Bank of England may launch biggest rate hike since 1989 if energy bill support fuels inflation
“Providing stimulus mainly via transfers to households would leave in place a very high inflation peak” of 15 per cent, Bank of America said.
Governor Andrew Bailey and the rest of the monetary policy committee have already lifted rates six times in a row, including a 50 basis point hike, the biggest rise in over 25 years, earlier this month.
Inflation is running at 40-year high of 10.1 per cent.
Annual UK CPI inflation
Households are bracing for the energy watchdog to announce a potential 80 per cent upgrade to the bill cap tomorrow, sending the average annual bill to over £3,500.
Rising bills will tip millions of Brits into fuel poverty, prompting a string of economists today to warn the government is running out of time to save households and businesses from the cost of living crunch.
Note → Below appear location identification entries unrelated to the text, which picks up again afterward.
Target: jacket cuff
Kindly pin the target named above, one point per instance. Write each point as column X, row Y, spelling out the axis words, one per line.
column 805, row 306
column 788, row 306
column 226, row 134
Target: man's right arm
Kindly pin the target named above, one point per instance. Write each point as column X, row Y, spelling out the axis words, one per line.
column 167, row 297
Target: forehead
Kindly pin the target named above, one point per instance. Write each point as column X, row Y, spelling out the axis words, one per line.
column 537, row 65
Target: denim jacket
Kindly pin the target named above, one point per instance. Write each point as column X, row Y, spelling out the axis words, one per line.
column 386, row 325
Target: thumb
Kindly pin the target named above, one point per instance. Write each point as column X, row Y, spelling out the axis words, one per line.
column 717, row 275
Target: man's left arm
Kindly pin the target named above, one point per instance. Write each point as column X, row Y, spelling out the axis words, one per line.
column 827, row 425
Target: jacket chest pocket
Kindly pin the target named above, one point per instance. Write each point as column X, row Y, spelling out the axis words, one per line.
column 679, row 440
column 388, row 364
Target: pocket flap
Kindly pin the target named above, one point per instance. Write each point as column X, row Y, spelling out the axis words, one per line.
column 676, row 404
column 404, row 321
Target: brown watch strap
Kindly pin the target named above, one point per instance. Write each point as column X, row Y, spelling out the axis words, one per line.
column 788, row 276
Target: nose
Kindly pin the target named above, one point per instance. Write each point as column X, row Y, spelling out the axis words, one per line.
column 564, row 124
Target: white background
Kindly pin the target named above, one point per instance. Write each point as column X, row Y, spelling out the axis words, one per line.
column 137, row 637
Britain is set to tip into a 15-month long recession at the end of this year, according to Threadneedle Street.
Rich households would bag greater cash benefits compared to poorer households if the government kept prices artificially low.
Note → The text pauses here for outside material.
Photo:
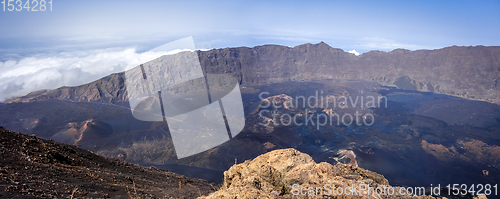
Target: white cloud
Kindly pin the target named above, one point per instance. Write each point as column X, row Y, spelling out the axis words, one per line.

Richer households spend a higher cash value on energy bills. However, poorer households spend a larger share of their income on energy bills, meaning they would receive greater relative advantages.
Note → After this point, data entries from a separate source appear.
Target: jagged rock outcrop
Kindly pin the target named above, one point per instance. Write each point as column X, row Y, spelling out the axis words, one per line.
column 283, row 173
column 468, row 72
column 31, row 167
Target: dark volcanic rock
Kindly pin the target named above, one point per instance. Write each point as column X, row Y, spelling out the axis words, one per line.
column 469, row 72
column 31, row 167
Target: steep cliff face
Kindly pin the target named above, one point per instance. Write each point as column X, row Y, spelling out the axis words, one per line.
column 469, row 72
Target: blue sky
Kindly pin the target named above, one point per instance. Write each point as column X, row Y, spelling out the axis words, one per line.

“A price cap has the advantages of clarity and preventing anyone from falling between the cracks of various support mechanism,” Bank of America added.
Rates are set to rise 50 basis points again in September and 25 basis points in December and February, Bank of England said. Including a 75 basis point rise, borrowing costs would climb to 3.5 per cent. Money markets think they will peak at four per cent next May.